Parquet Viewer

Browser-native Apache Parquet viewer. Preview columnar data, inspect schema, export to CSV or JSON. Powered by WebAssembly — files stay on device.

Upload
Drag & drop a Parquet file here
or click to browse your device
Choose a Parquet file (.parquet) to preview
Limit preview for large files

About Parquet Viewer

Apache Parquet is the de facto columnar storage format for big data — created at Twitter and Cloudera in 2013, donated to the Apache Software Foundation, and now the default file format for Snowflake stages, AWS S3 data lakes, Google BigQuery exports, Databricks Delta Lake, and dbt models. Its columnar layout, Snappy/ZSTD compression, and rich schema metadata make it 3-10x smaller than equivalent CSV while supporting predicate pushdown and column pruning for fast analytical queries. But unlike CSV, you cannot open a Parquet file in Excel or a text editor — the binary layout requires specialized tooling. This viewer uses the parquet-wasm library (a Rust implementation compiled to WebAssembly) to read your file entirely in the browser, render a spreadsheet preview, and export to CSV or JSON without ever uploading bytes to a server.

What is a Parquet file?

Apache Parquet is a columnar storage file format optimized for use with big data processing frameworks. It provides efficient data compression and encoding schemes, making it popular for data analytics, data lakes, and machine learning pipelines. Parquet files are widely used with tools like Apache Spark, Hadoop, and AWS Athena.

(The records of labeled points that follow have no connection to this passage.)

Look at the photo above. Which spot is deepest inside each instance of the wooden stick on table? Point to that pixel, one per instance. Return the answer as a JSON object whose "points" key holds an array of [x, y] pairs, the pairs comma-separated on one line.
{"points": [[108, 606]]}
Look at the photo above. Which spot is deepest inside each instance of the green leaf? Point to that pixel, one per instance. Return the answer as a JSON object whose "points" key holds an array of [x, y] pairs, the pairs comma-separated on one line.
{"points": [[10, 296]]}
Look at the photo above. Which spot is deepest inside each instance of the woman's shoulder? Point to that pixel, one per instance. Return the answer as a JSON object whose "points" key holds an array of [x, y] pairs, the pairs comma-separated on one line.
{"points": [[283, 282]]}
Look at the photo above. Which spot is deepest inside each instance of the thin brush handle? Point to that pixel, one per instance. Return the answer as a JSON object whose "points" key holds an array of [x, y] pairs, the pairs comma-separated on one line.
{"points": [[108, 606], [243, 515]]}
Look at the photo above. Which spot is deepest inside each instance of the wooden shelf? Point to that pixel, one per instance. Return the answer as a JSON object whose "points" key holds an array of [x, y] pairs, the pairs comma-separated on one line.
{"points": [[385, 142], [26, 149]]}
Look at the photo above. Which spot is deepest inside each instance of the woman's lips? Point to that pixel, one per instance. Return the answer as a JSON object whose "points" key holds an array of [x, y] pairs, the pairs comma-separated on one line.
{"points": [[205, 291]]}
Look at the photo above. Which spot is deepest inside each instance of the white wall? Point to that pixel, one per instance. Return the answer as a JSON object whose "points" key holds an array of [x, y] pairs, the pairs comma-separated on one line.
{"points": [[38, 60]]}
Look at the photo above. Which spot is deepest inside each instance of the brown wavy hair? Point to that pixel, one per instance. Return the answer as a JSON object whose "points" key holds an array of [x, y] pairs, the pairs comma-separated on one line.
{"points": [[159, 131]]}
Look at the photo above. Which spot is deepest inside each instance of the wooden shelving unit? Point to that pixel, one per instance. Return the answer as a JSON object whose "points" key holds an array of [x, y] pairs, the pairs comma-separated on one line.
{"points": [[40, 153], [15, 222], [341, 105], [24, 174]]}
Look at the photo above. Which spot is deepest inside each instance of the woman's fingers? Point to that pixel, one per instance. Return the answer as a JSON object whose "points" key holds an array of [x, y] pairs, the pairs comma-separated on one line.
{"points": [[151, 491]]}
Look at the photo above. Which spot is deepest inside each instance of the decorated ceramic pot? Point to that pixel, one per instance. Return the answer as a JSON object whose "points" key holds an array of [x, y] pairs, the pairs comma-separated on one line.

Does my data leave my device?

No. All Parquet parsing and processing happens locally in your browser using WebAssembly (parquet-wasm). Your data never leaves your machine, ensuring complete privacy for sensitive datasets like customer data, financial records, or confidential analytics.

Can I edit Parquet data?

This tool is read-only for viewing Parquet files. You can preview the data and export it to CSV or JSON formats. If you need to edit the data, export to CSV first and use our CSV Viewer & Editor tool.

What file size can I view?

The tool can handle Parquet files of various sizes. For very large files (>100MB), you may want to limit the number of displayed rows to ensure smooth performance. The tool uses efficient WebAssembly parsing to handle files quickly.

Can I export to different formats?

Yes. You can export your Parquet data as a CSV file (comma-separated) or JSON format. This makes it easy to use the data in spreadsheet applications, databases, or web applications.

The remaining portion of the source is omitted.